In an internal record from SIRI which has been seen by The Local, the agency concludes that its information letters were a “supplementary service and part of an information campaign.”

The letters were also available on the agency’s website.

Not receiving the letters was therefore not to be considered an extenuating circumstance in an appeal against a rejected, late application, the agency notes in the internal memo, dated March this year.

SIRI has previously confirmed that as of September 30th, it had received 290 applications for post-Brexit continued residency status after the December 31st, 2021 deadline. Some 17,811 applications were received before the deadline.

Decisions on some applications made after the deadline are still being processed, meaning it is not clear how many UK nationals have already or could yet lose their residency rights.

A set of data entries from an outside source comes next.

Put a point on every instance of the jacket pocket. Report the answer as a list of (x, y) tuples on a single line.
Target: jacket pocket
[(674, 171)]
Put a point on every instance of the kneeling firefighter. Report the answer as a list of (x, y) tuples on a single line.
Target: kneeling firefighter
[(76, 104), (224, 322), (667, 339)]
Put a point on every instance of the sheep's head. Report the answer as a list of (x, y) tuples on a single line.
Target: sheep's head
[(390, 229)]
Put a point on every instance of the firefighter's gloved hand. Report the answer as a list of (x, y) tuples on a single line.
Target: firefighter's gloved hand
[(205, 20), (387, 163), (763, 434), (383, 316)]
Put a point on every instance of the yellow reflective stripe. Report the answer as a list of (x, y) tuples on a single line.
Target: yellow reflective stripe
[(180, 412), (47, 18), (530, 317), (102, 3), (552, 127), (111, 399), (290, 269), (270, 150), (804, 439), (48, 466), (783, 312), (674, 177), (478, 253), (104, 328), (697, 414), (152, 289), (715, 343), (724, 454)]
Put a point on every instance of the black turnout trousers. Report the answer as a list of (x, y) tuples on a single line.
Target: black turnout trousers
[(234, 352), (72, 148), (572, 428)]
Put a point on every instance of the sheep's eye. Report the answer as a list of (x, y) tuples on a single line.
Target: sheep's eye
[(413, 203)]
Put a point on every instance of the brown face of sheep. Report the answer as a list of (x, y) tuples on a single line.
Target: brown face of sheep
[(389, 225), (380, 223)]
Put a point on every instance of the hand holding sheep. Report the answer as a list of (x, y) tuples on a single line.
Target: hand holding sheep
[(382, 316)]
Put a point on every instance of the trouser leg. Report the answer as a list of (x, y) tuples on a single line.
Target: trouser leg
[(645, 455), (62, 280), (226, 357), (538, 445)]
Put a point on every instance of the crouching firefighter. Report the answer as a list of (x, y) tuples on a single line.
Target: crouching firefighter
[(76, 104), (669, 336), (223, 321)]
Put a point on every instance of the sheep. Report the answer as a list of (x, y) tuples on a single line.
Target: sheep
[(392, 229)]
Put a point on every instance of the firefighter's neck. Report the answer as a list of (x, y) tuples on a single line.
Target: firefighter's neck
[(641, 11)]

In a written comment, the British Embassy in Copenhagen said it “is aware that a number of UK nationals residing in Denmark submitted applications for residency after the relevant deadline.”

“The Embassy has been working closely with the Danish authorities on implementation of the EU-UK Withdrawal Agreement and regularising the stay of those UK nationals who have chosen to make Denmark their home,” it said.

British Ambassador to Denmark Emma Hopkins has requested a meeting with the Danish authorities to discuss the application of the rules to UK nationals, the embassy added.

A spokesperson from the UK’s Foreign, Commonwealth & Development Office said that “anyone who applied before the deadline [December 31st, 2021, ed.] will have their rights protected, even if their application has yet to conclude. The Danish authorities will accept late applications if there are reasonable grounds for missing the deadline.”

The Facebook group British in Denmark, which seeks to provide advice and support for UK nationals who live in Denmark, said that of the group’s 1,400 members, only two who moved to Denmark in 2020 have confirmed they received the SIRI information letters.

While some subsequently applied to update their residence status after the deadline, others were able to meet the deadline because they found out about it through the group or via their personal network, a spokesperson from the group said.

“The problem is that if they arrived in 2020, a lot of people didn’t have that network,” the spokesperson said.

“It’s been left up to the specific countries to decide how they’re going to deal with the late applications. So it’s not written in the Withdrawal Agreement,” she noted.

“Each country can interpret it as long as you’re complying with the spirit of the Withdrawal Agreement,” she said.

The citizens’ rights section of the Withdrawal Agreement states that “where the deadline for submitting the application… is not respected by the persons concerned, the competent authorities shall assess all the circumstances and reasons for not respecting the deadline and shall allow those persons to submit an application within a reasonable further period of time if there are reasonable grounds for the failure to respect the deadline”.

The text of the agreement states that anyone living in an EU member state before the end of the transition period has the right to remain.

“In the spirit of the Withdrawal Agreement, everyone was sent a letter. But the people of 2020 didn’t get a letter,” the British in Denmark spokesperson said.

“We really want as many late applicants as possible to join our group. We’ve got people together to provide support for each other and the late applicants who are in there have found it really, really useful,” she added.

“There are devastating potential consequences for them to be facing this alone with their families,” she said.